けど、その走る姿は一生懸命で、どこか応援したく——————
「悪い颯太、先生を呼んできてくれ」
「ん?急にどうし——————」
颯太の言葉を最後まで聞かず、俺は走り出す。
目指すは柊のいる場所。
多分、これ以上は限界だ。
柊の顔はかなりしんどそうで、今にでも倒れだしそうだった。
一番後ろだからなのか、誰も柊の様子に気付かない。
柊の体がふらふらと大きく横に揺れる。
そして、その体は支える力を失い、思いっきり地面に————
「っと、あぶねぇ……ギリギリセーフじゃねぇか」
倒れる寸前、俺は柊の体を抱きとめた。
柔らかい感触なのだが、体が以上に熱い。
整った可愛らしい顔も青白くなっており、息も激しく乱れていた。
「あ…れ……如月さん…?」
「喋るな、柊。
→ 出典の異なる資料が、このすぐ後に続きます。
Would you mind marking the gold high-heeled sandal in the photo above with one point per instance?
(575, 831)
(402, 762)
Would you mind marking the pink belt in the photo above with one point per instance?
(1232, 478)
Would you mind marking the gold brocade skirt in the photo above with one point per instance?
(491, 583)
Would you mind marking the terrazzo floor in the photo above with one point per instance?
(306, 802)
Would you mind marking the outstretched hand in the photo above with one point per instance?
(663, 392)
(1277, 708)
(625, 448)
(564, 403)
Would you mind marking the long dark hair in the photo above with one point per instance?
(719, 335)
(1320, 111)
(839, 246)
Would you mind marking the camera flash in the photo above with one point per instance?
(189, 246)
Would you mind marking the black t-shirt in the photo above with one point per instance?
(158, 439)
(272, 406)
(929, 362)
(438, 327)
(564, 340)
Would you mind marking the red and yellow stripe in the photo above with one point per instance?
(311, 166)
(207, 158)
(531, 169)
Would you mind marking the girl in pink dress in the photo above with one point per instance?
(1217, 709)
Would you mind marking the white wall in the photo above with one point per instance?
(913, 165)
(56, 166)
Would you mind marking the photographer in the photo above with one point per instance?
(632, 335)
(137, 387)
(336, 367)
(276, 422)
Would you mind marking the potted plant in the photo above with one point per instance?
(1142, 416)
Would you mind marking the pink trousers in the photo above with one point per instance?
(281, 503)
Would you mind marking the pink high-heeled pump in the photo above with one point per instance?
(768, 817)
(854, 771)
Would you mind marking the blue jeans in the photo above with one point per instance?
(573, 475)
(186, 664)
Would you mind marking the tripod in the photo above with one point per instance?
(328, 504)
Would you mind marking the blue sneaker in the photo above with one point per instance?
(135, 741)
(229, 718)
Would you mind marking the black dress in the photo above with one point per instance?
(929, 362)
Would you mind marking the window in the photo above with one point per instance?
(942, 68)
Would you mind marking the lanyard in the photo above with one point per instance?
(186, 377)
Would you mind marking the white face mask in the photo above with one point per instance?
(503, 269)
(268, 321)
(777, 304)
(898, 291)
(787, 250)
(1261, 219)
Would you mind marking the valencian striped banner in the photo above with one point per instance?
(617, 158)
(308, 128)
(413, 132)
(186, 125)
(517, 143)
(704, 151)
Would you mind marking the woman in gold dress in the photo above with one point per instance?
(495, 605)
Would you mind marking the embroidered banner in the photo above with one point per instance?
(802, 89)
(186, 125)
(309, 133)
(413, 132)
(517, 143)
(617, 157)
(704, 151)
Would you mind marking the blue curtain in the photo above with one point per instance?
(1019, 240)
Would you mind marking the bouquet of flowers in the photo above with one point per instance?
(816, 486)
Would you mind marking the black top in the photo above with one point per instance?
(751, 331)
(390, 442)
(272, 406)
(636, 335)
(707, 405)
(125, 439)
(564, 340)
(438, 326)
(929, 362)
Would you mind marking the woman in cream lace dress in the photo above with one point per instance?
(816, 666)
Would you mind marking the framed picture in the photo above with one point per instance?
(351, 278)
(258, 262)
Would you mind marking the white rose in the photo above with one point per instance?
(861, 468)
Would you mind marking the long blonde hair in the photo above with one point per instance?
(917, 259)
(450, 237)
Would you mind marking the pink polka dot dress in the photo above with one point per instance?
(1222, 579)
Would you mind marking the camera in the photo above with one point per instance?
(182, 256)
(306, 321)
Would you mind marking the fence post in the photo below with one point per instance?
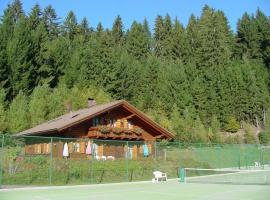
(92, 160)
(127, 162)
(2, 160)
(51, 162)
(262, 158)
(155, 147)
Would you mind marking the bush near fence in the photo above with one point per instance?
(18, 168)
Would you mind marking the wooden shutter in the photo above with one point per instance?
(70, 147)
(149, 148)
(134, 152)
(125, 123)
(82, 147)
(118, 123)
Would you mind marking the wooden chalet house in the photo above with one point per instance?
(107, 127)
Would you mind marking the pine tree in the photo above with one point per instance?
(38, 105)
(138, 42)
(35, 17)
(247, 38)
(49, 18)
(70, 26)
(6, 32)
(20, 54)
(192, 37)
(117, 30)
(18, 118)
(159, 35)
(3, 117)
(84, 28)
(179, 42)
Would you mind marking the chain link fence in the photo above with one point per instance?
(33, 160)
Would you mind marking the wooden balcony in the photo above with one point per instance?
(105, 132)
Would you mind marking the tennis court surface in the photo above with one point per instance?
(169, 190)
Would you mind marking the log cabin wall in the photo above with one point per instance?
(119, 117)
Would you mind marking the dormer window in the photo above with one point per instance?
(130, 125)
(95, 121)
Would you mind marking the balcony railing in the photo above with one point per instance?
(115, 133)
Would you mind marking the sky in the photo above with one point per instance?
(105, 11)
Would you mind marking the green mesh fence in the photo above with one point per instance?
(33, 160)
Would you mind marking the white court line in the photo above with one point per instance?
(78, 186)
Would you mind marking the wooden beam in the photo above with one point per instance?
(130, 116)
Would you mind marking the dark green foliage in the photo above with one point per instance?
(264, 137)
(232, 125)
(189, 79)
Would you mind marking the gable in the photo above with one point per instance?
(73, 119)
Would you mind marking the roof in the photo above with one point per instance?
(70, 119)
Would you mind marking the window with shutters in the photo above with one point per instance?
(76, 147)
大人しくしてろ」
意識が朦朧としている中、柊は喋ろうとしたが俺はそれを制す。
多分、これは熱中症。
最近日差しも強くなってきたから、急な気温の変化に体がついていかなかったのだろう。それに、こいつ……多分、水分をあまり摂ってないな?
「だ、大丈夫か柊!?」
そこに、先生が慌てて駆け付けてきた。
横に颯太がいることから、きっと無事に呼んできてくれたのだろう。
周りの生徒も何事かと動く体を止め、こちらに集まってきた。
「先生、多分柊は熱中症だと思いますので、このまま保健室に運んできます」
「お、おぅ……頼むぞ」
颯太には悪いが、先生を呼んできてもらった意味がなくなっちまったな……。
しかし、いち早く先生に伝えれたので良しとしよう。
早く、柊を涼しい保健室で横にして休ませてあげたい。
「あ、ありがとう……ございます……」
「気にすんな」
俺は抱き留めた体を背負うと、そのまま揺らさないように保健室へと向かった。
……全く、気分が悪いなら正直に言えばいいものを。
これは帰って説教しないといけないな。
「どういうこと……!?」
その光景を見た少女が一人、唇を噛みながら苛立っていた。